Nous avons trouvé depuis dans les décombres de ce manoir une notable quantité de pavés en terre cuite émaillée, qui rappellent le pavage de la salle des Etats dont un certain nombre d'auteurs se sont occupés (1). Mais le pavage dont ils provenaient était détruit depuis long-temps. Les uns étaient rouges avec des fleurs de lis de forme ancienne et de couleur jaune, formant rosaces, d'autres rouges treillissés ou frettés de jaune et semés de fleurs de lis. Quelques autres ont dû daller un appartement différent, leurs dessins et surtout le ton de leur couleur étant trop disparates pour ne pas rompre l'harmonie (2).

Du côté opposé à la salle des gardes, vers le palais de Guillaume, était le moulin de l'abbaye, dont l'emplacement est maintenant occupé par un impasse et par la salle d'asile. Il faisait la continuation du logis de Castres, auquel il était joint. Trop dénaturé pour être regrettable, il mérite cependant qu'on signale sa construction d'un gothique orné, son porche à arcades, et les balustrades à jour qui bordaient sa toîture. Il eût mérité un dessin.

Quant au logis neuf de l'évêque de Castres, on en trouvera ici une gravure sur bois, trop imparfaite quoique

(1) Entr'autres M. Henniker 2. lettre à lord Leicester sur les briques armoriées de l'abbaye St.-Etienne (Londres, in-8°. 1794). Voyez aussi Ducarel, traduit et annoté par M. Léchaudéd'Anisy; les historiens de Caen, Delarue, Jolimont, Vaultier, etc.

En Angleterre, les catholiques fabriquent maintenant de ces pavés peints pour leurs nouvelles églises. Pugin (Dublin review, et: The presente state of ecclesiastical architecture in England, London, 1843, in-8°.) donne de bons détails sur cette fabrication moderne.

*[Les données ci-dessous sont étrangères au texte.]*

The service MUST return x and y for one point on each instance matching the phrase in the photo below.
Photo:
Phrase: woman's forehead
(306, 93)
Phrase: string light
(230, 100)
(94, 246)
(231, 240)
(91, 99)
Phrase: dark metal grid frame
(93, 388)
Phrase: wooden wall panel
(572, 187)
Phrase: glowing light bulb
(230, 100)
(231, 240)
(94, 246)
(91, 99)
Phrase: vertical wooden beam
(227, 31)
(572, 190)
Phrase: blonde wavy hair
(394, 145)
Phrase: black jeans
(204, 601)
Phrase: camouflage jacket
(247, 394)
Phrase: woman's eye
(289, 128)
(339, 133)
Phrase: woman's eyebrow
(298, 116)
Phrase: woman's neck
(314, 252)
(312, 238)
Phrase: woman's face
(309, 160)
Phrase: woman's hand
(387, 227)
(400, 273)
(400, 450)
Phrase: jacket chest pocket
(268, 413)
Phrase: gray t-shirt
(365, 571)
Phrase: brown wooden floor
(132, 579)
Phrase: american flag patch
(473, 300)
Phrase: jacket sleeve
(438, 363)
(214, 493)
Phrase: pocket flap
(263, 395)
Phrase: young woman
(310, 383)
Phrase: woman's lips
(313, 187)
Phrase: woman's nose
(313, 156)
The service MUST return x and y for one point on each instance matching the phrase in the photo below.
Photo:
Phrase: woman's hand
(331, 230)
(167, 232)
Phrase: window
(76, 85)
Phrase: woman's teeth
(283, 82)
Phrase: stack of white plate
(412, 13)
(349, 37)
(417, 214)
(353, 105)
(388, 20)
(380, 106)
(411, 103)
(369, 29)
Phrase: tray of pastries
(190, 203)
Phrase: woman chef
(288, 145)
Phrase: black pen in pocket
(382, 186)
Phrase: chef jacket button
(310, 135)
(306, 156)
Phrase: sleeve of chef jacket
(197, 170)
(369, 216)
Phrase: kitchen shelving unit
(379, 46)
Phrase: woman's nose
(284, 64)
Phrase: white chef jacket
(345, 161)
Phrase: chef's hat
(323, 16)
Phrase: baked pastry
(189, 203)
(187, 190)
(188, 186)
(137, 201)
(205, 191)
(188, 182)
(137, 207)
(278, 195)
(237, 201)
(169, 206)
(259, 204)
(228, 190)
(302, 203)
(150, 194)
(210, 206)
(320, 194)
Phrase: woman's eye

(2) « Le procès-verbal de 1562 parle. 1°. d'une galerie de 30 pieds << de long et de 12 de large qui conduisait à cette salle (celle des << gardes) et dont l'aire était pavée de la même manière. » (De La Rue, Essais historiques, t. 2, page 91). N'est-ce pas la galerie dorée de l'évêque de Castres dont parle De Bras, dans ses Antiquités de Caen, p. 78?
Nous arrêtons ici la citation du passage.